Payday Loan – A short term loan of up to 31 days and that is repayable in your next payday. Payday loans feature a high APR as a result of shorter term of the financing.
Payment Protection Insurance (PPI) – Insurance to hide debt repayments if the borrower be unable to maintain your loan payments for any quantity of reasons including redundancy, illness or even an accident.
Personal Loans – A general loan for virtually every purpose as well as in varying amounts that could be provided with an individual based high on their history of credit.

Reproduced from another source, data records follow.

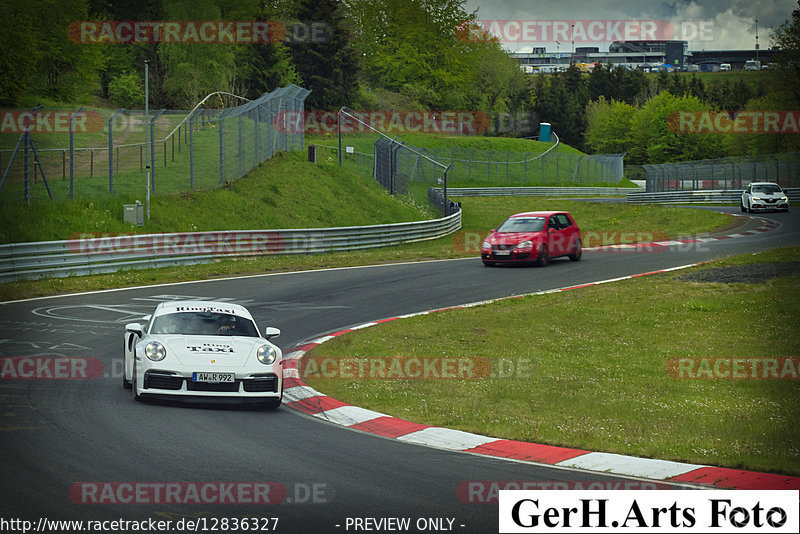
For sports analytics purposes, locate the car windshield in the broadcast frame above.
[753,184,781,194]
[497,217,544,232]
[150,312,258,337]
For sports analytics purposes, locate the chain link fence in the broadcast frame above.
[636,152,800,193]
[0,85,310,202]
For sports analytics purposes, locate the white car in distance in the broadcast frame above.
[741,182,789,213]
[122,301,283,409]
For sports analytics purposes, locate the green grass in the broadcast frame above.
[308,247,800,475]
[0,152,437,243]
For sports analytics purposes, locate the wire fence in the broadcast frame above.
[0,85,310,202]
[312,139,624,196]
[641,152,800,193]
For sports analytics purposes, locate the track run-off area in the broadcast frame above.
[0,208,800,533]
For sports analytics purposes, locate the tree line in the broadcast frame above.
[0,0,800,163]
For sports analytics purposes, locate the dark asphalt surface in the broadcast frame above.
[0,208,800,533]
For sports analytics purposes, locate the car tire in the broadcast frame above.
[536,245,550,267]
[569,239,583,261]
[131,355,142,402]
[262,397,283,410]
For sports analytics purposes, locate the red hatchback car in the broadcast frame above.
[481,211,583,267]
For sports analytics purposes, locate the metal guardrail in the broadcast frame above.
[625,187,800,204]
[440,186,644,197]
[0,210,461,282]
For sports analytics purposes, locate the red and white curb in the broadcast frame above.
[283,253,800,489]
[583,213,780,252]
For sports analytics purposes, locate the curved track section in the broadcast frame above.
[0,212,800,532]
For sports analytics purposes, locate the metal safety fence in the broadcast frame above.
[625,188,800,204]
[641,152,800,193]
[0,210,461,282]
[0,85,310,202]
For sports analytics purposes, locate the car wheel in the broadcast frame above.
[264,398,283,410]
[131,355,142,402]
[536,245,550,267]
[569,239,583,261]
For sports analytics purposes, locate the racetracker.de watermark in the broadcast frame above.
[457,19,715,44]
[667,357,800,380]
[67,20,333,44]
[272,110,492,135]
[292,355,535,380]
[451,230,669,254]
[0,356,104,380]
[69,481,331,505]
[0,110,105,134]
[667,111,800,134]
[67,231,284,255]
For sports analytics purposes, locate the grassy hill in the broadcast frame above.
[0,152,439,243]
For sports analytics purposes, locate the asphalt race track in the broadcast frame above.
[0,208,800,533]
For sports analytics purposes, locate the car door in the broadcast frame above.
[547,213,569,256]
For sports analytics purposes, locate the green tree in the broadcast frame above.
[348,0,476,109]
[0,0,40,106]
[158,2,242,109]
[30,0,103,101]
[630,91,724,163]
[586,96,638,154]
[290,0,359,109]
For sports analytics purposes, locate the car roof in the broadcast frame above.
[512,211,569,217]
[154,300,253,319]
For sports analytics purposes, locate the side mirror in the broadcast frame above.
[125,323,143,337]
[264,326,281,339]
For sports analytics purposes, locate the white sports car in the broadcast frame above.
[741,182,789,213]
[122,301,283,408]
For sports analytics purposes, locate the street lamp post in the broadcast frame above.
[756,19,760,64]
[569,24,575,65]
[144,59,150,221]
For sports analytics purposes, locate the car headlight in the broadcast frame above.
[144,341,167,362]
[256,345,278,365]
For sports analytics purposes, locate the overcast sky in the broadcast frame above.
[466,0,798,52]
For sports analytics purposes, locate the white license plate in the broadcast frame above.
[192,373,235,382]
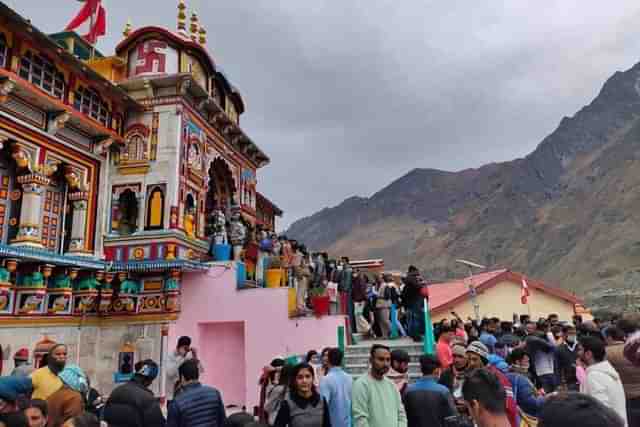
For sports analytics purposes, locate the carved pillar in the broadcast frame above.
[68,191,90,255]
[11,173,51,248]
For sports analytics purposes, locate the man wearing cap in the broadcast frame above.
[166,336,204,401]
[104,359,166,427]
[440,344,468,401]
[11,348,33,377]
[31,344,67,400]
[467,341,518,427]
[387,349,411,396]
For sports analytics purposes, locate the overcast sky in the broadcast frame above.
[7,0,640,231]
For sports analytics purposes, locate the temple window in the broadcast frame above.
[73,86,111,127]
[0,33,9,67]
[145,187,164,230]
[125,133,147,161]
[118,189,138,235]
[18,51,65,99]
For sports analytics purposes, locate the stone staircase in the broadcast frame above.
[344,334,423,382]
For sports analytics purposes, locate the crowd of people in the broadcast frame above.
[258,313,640,427]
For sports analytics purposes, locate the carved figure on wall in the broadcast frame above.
[229,210,247,260]
[183,208,196,239]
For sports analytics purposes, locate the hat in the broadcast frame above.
[467,341,489,363]
[58,364,89,393]
[13,348,29,362]
[391,349,411,363]
[135,359,159,381]
[451,344,467,357]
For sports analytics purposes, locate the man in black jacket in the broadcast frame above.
[402,354,457,427]
[402,265,425,342]
[104,359,166,427]
[167,359,226,427]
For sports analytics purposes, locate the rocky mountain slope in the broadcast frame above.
[287,64,640,308]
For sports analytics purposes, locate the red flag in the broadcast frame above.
[520,277,530,304]
[83,5,107,44]
[66,0,107,44]
[66,0,100,31]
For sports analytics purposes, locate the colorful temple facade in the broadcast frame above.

Price For Risk – Lenders now take over a range appealing rates which are chosen based while on an individuals credit history. An individual which has a poor credit worthiness is deemed High Risk and definately will likely be provided a higher interest as the Lender factors from the possibility of them defaulting on your loan payments. Conversely somebody with a high credit worthiness and a good credit rating is considered Low Risk and will likely be offered a cheaper rate of curiosity.
Qualifying Criteria – The eligibility requirements required from the Lender. The most basic criteria needed to qualify for that loan in the UK are; permanent UK residency, age 18 or over plus a regular income. Many Lenders can also include extra lending conditions.
Regulated – financial ‘products’ which might be overseen with the Financial Conduct Authority (FCA). Lenders must consume a code of conduct and people are protected through the Financial Services Compensation Scheme (FSCS).
Repayment Schedule – The time period over which that loan will be repaid and the information on the loan repayment amounts.
Second Charge – A second loan, as well as any other loan, that may be secured against a persons property.
Secured Loan – Also popularly known as a Homeownr Loan. A secured loan is simply available to to homeowners. The amount you borrow is secured up against the value in the property. The Lender gets the right to repossess your home should you don’t maintain the borrowed funds repayments.
Shared Ownership – An agreement in which a person owns only a share of the home and property. The remaining percentage is of a third party normally a housing association. The individual will have a mortgage for the part from the property they own and pay rent about the part on the property they don’t own.
Total Amount Repayable – The total amount of the borrowed funds plus a persons vision and any applicable fees.
Typical APR – The advertised interest that is offered into a minimum of 66% of successful loan applicants.
Underwriting – The process of verifying data and approving credit.
Unregulated – Not covered and regulated because of the Financial Conduct Authority (FCA).
Unsecured Loan – A loan that will not require collateral and is particularly provided on ‘good faith’. Under the belief with the Lender that you could repay the borrowed funds based with your credit score, history of credit and financial standing amongst other elements.
Variable Rate – An rate of interest that will change during the financing repayment period.